Warum Staffel 4 so viel besser funktioniert
Kritiker sind sich ungewöhnlich einig: Die vierte Staffel verstärkt genau das, was Mayor of Kingstown schon immer ausgezeichnet hat. Die Bedrohungen wirken persönlicher, die Gewalt konsequenter und die Korruption allgegenwärtiger. Gleichzeitig ist das Storytelling spürbar straffer.
Statt sich zu wiederholen, fokussiert sich die Serie stärker auf ihre Kernthemen. Entscheidungen haben spürbare Konsequenzen, Konflikte eskalieren schneller – und nichts fühlt sich mehr wie bloßes Füllmaterial an. Das Ergebnis ist eine düstere, kontrollierte Erzählweise, die kaum Luft zum Durchatmen lässt.
Die Lage in Kingstown spitzt sich dramatisch zu
Inhaltlich gerät Mike McLusky, gespielt von Jeremy Renner, stärker unter Druck als je zuvor. Nach dem Rückzug der russischen Akteure entsteht ein Machtvakuum, das neue Gruppen gnadenlos ausnutzen wollen. Ein Bandenkrieg droht, die fragile Ordnung der Stadt endgültig zu zerreißen.
Während Mike versucht, das Chaos einzudämmen, geraten ausgerechnet die Menschen in Gefahr, die ihm am nächsten stehen. Die Serie verlagert ihren Fokus damit weg von abstrakten Machtspielen hin zu persönlichen Risiken – ein Schritt, der die emotionale Intensität deutlich erhöht.
Neue Gesichter, neue Konflikte
Frischen Wind bringt Edie Falco als Nina Hobbs, die neue Gefängnisdirektorin von Anchor Bay. Ihre kompromisslose Art kollidiert direkt mit Mikes Vorgehensweise. Gleichzeitig kehrt Lennie James als Gangster Frank Moses zurück und verschärft die ohnehin angespannte Lage. Diese Figuren sind kein Selbstzweck, sondern treiben die Handlung konsequent voran. Konflikte werden klarer gezogen, Fronten härter.
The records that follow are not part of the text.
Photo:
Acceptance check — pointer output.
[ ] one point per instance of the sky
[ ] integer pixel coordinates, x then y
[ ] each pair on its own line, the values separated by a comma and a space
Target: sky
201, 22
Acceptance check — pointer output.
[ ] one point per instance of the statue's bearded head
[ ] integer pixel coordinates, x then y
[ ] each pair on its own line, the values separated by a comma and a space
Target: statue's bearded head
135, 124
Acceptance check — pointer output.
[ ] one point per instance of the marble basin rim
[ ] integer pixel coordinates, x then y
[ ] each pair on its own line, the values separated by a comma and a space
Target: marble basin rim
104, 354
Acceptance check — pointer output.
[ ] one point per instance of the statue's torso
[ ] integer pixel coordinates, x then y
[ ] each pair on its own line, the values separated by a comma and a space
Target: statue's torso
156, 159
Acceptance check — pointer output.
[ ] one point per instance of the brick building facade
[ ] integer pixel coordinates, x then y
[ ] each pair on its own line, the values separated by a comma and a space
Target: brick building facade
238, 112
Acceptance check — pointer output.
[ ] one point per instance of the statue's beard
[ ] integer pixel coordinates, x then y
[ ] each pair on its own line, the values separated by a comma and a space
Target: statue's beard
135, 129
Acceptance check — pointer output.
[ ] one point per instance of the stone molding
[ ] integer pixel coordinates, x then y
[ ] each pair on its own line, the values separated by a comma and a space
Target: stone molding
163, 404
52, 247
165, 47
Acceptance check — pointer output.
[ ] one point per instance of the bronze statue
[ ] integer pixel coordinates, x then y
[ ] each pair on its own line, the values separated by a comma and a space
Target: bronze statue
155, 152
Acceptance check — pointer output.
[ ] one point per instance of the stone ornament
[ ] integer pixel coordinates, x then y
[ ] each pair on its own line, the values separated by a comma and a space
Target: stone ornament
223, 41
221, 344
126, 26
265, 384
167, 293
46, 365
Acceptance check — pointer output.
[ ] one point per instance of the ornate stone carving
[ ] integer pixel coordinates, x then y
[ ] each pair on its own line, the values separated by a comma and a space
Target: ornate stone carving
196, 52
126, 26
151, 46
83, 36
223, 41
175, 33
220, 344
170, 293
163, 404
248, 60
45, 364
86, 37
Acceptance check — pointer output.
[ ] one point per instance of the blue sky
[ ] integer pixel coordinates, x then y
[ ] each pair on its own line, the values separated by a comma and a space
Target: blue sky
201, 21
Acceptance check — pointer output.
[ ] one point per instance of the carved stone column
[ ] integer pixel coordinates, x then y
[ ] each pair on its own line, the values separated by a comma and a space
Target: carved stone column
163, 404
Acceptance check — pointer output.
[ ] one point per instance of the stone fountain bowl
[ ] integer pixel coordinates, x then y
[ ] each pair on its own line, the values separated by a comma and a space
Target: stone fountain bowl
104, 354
Der bisherige Höhepunkt einer langen Entwicklung
Hinter der Serie steht weiterhin Taylor Sheridan, der mit seinen Produktionen auf Paramount+ regelmäßig polarisiert – und jetzt einen seiner größten Kritikererfolge feiert. Staffel 4 von Mayor of Kingstown wirkt wie das Ergebnis jahrelanger Feinarbeit. Für Euch heißt das: Wenn Ihr der Serie bisher skeptisch gegenüberstandet, ist jetzt der perfekte Zeitpunkt einzusteigen. Und wenn Ihr schon dabei seid, erlebt Ihr gerade ihren bislang stärksten Moment.